- Born: November 14, 1940 England
- Died: April 15, 2017 (aged 76)
- Citizenship: United States
- Occupation: Pastor
- Spouse: Verena Arnold
- Relatives: Eberhard Arnold (grandfather)
- Writing career
- Language: English
- Subjects: Conflict resolution Death anxiety Marriage Parenting

= Johann Christoph Arnold =

Johann Christoph Arnold (November 14, 1940 – April 15, 2017) was a Christian writer and pastor. He was the elder of the Bruderhof Communities between 1983 and 2001. Arnold authored 12 books.

== Life ==
Arnold is the son of Annemarie (née Wachter) and Johann Heinrich Arnold (1913–1982), and grandson of Eberhard Arnold (1883–1935), who co-founded the Bruderhof Communities in 1920. Arnold was born in the Cotswolds, where the Bruderhof fled from Nazi Germany. He traveled with his parents to Paraguay but then moved to New York in 1954. He lived in Rifton, New York, until his death in 2017. On May 22, 1966, he married Verena Meier with whom he had eight children.

Arnold helped found Breaking the Cycle of Violence, a conflict resolution program in the wake of the Columbine high school massacre. Through the program he spoke to school students and adults about the importance of forgiveness in the US, United Kingdom, Northern Ireland, Rwanda and other places. He traveled and spoke extensively with Steven McDonald, a US police officer who was shot and paralyzed, and who contributed to Arnold's book on forgiveness.

Arnold had a wide circle of friends and co-workers. On September 11, 2017, an event was held in New York City to commemorate his life. Speakers at the event included First Things editor R. R. Reno, veteran civil rights activist John M. Perkins, Professor Robert P. George of Princeton University, and others.

==Writing career==
Arnold wrote a total of twelve books, covering a wide range of topics. The books are published by Plough Publishing House. Many of these books have become bestsellers and large numbers of copies have been given away for free, or are available as free e-books.

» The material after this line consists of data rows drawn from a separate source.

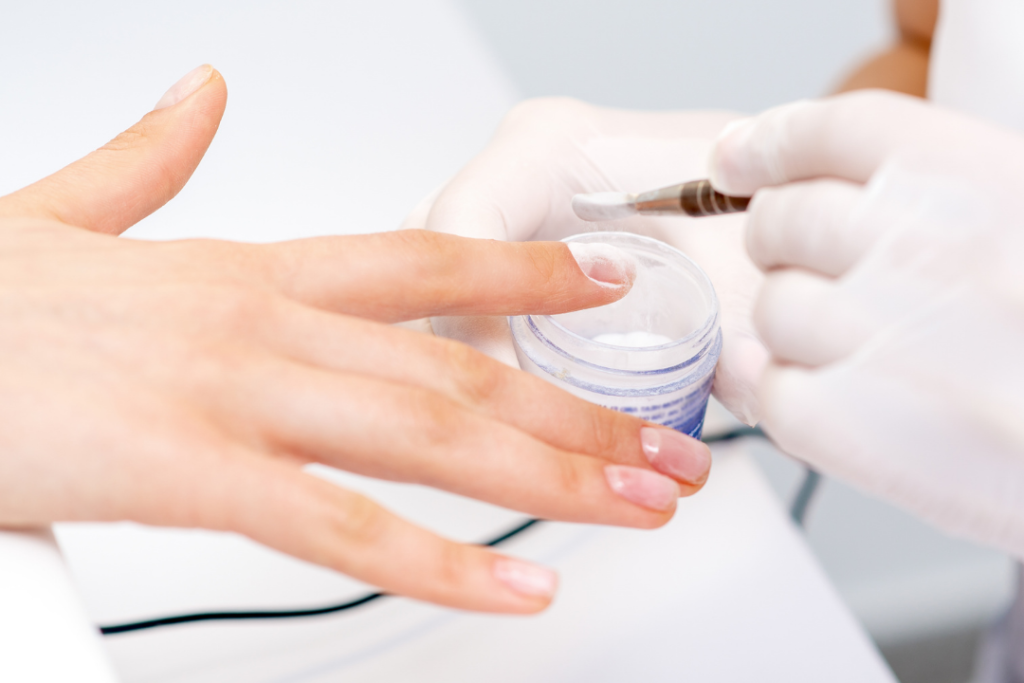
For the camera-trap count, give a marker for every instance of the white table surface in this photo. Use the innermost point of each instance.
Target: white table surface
(341, 117)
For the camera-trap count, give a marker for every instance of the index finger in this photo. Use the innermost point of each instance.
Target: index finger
(847, 136)
(409, 274)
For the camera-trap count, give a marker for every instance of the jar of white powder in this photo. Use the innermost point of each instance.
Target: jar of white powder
(652, 353)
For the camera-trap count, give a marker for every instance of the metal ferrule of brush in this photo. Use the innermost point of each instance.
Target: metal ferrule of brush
(696, 198)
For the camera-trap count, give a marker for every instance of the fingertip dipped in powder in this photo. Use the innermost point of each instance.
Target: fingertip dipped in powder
(606, 265)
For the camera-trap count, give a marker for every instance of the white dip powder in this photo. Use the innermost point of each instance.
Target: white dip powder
(632, 339)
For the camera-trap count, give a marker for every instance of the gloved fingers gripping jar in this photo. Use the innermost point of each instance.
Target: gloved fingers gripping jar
(652, 353)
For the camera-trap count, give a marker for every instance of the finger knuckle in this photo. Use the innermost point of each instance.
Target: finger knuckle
(358, 520)
(132, 138)
(477, 378)
(453, 565)
(571, 479)
(436, 421)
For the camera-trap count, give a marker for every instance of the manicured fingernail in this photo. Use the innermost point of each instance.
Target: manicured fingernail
(606, 265)
(188, 84)
(724, 165)
(525, 579)
(646, 488)
(676, 455)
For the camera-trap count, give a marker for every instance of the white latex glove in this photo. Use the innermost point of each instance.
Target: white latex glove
(545, 152)
(894, 302)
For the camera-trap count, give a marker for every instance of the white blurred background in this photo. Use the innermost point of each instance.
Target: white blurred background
(923, 596)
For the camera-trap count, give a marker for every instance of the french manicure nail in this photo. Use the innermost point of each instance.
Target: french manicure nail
(188, 84)
(676, 455)
(646, 488)
(525, 579)
(606, 265)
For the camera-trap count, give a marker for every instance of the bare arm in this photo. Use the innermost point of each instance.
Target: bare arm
(904, 66)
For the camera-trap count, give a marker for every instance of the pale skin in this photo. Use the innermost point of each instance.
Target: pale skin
(903, 67)
(186, 383)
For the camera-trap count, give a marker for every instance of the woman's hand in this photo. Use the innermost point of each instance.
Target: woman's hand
(546, 151)
(186, 383)
(891, 233)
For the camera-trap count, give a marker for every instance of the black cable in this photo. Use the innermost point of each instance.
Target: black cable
(812, 478)
(808, 487)
(798, 511)
(283, 613)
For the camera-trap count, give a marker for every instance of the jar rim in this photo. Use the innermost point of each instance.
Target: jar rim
(708, 324)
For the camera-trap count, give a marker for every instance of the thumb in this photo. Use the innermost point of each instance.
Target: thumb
(138, 171)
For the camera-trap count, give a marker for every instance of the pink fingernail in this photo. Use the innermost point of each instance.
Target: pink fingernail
(646, 488)
(606, 265)
(525, 579)
(675, 454)
(188, 84)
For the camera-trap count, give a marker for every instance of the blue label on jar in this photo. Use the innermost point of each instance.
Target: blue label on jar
(685, 414)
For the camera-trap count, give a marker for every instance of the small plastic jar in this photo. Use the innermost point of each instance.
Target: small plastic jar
(652, 353)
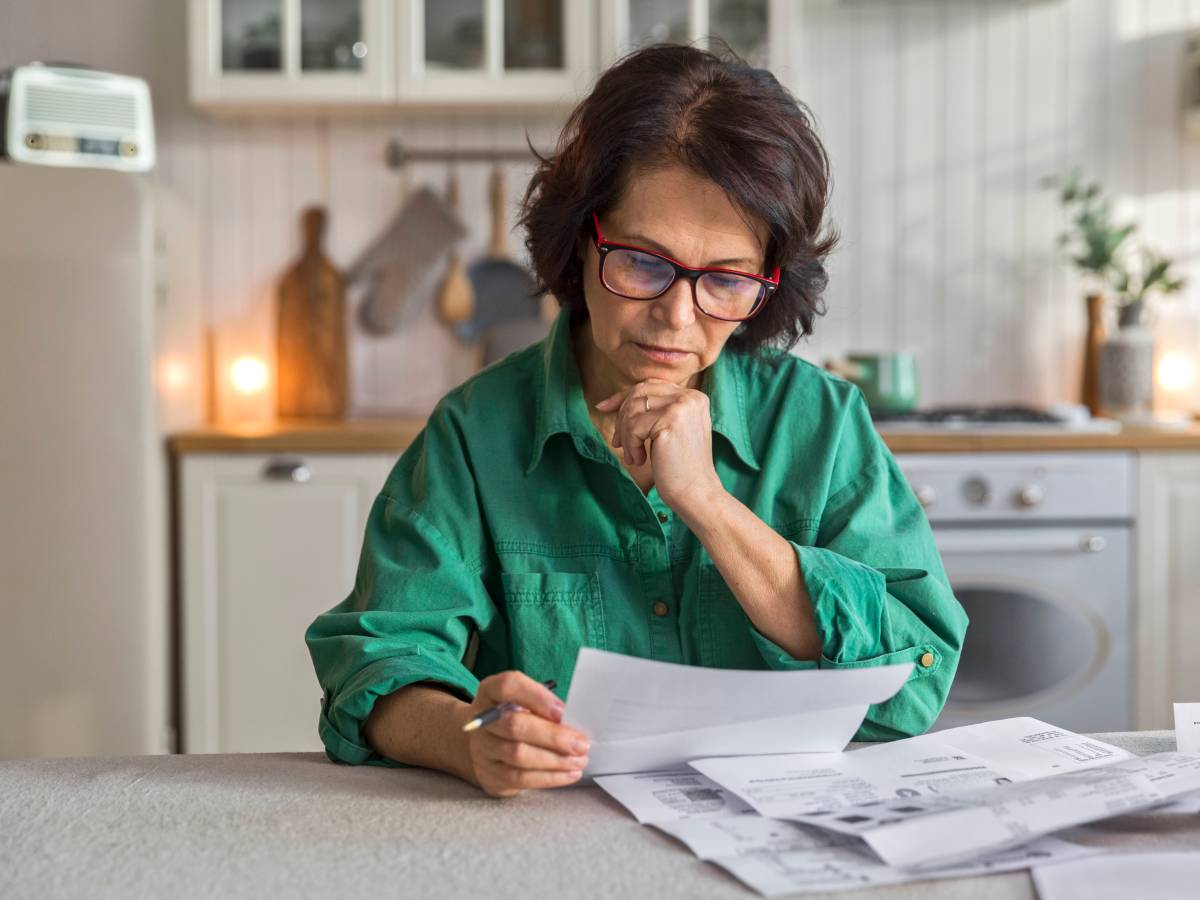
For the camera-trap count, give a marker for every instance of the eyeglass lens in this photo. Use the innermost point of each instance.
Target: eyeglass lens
(642, 276)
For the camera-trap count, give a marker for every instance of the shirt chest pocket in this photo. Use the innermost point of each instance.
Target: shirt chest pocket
(724, 627)
(551, 616)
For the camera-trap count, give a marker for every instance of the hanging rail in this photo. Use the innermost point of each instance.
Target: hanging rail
(399, 155)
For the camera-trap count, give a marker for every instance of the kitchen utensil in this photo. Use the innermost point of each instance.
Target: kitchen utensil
(397, 267)
(456, 298)
(888, 381)
(503, 289)
(311, 330)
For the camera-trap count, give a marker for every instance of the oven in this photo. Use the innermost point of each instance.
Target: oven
(1039, 551)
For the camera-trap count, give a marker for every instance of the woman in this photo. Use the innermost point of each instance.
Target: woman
(658, 477)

Arnold's best known book is Why Forgive?, which has been published in more than 10 languages. The book details the stories of people who have forgiven after negative life events. The book has been endorsed by Nelson Mandela, who said: "A much-needed message not only for South Africa, but for the whole world."

Read this book. It deals with some hard issues, head-on. It might give you more than you wanted to think about. But I think it will also help you see, as it helped me to see, that there are more stories of love and forgiveness in the world than there are of hatred and revenge.
— Steven McDonald

In 1996, Arnold wrote A Plea for Purity, later renamed Sex, God and Marriage. The book was endorsed by Pope Benedict XVI while he was still a cardinal saying "I am very happy for this book and for its moral conviction." The foreword was written by Mother Teresa, who wrote:

In this book we find a message needed today in every part of the world. To be pure, to remain pure, can only come at a price, the price of knowing God and of loving him enough to do his will. He will always give us the strength we need to keep purity as something beautiful for God. Purity is the fruit of prayer. If families pray together they will remain in unity and purity, and love each other as God loves each one of them."

Arnold's works are:
- Their Name Is Today: Reclaiming Childhood in a Hostile World, 2014 (previously titled Endangered: Your Child in a Hostile World)
- Rich in Years: Finding Peace and Purpose in a Long Life 2013.
- Why Children Matter, 2012.
- Why Forgive?, 2010.
- Be Not Afraid: Overcoming the Fear of Death, 2002. (previously titled I Tell You a Mystery: Life, Death, and Eternity)
- Seeking Peace: Notes and Conversations along the Way, 1998.
- Sex, God, and Marriage (previously titled A Plea for Purity: Sex, Marriage, and God)
- Cries from the Heart: Stories of Struggle and Hope
- Drained: Stories of People Who Wanted More
- Escape Routes: For People Who Feel Trapped in Life's Hells, 2016
- Seventy Times Seven, 1998
- A Little Child Shall Lead Them, 2005

== Anti-LGBT opinions ==
On September 26, 2011, Arnold served as keynote speaker and panelist at a panel discussion entitled “The Ring Makes the Difference”, held at the Bardavon Theater in Poughkeepsie. As part of his keynote, Arnold defended the “God-given” nature of heterosexual marriage. The event was denounced and actively picketed by several local LGBT groups.

On September 6, 2015, Arnold submitted a Letter to the Editor to a local Ulster County newspaper, The Kingston Daily Freeman, in defense of the Kentucky county clerk Kim Davis, who was controversially jailed for refusing to sign same-sex marriage certificates in her official capacity as County Clerk. Arnold added “I respect her courage”, in reference to Davis’ breach of legal duty.

In February 2016, Arnold publicly denounced the progression of transgender-friendly policies as likely to “harm our children greatly."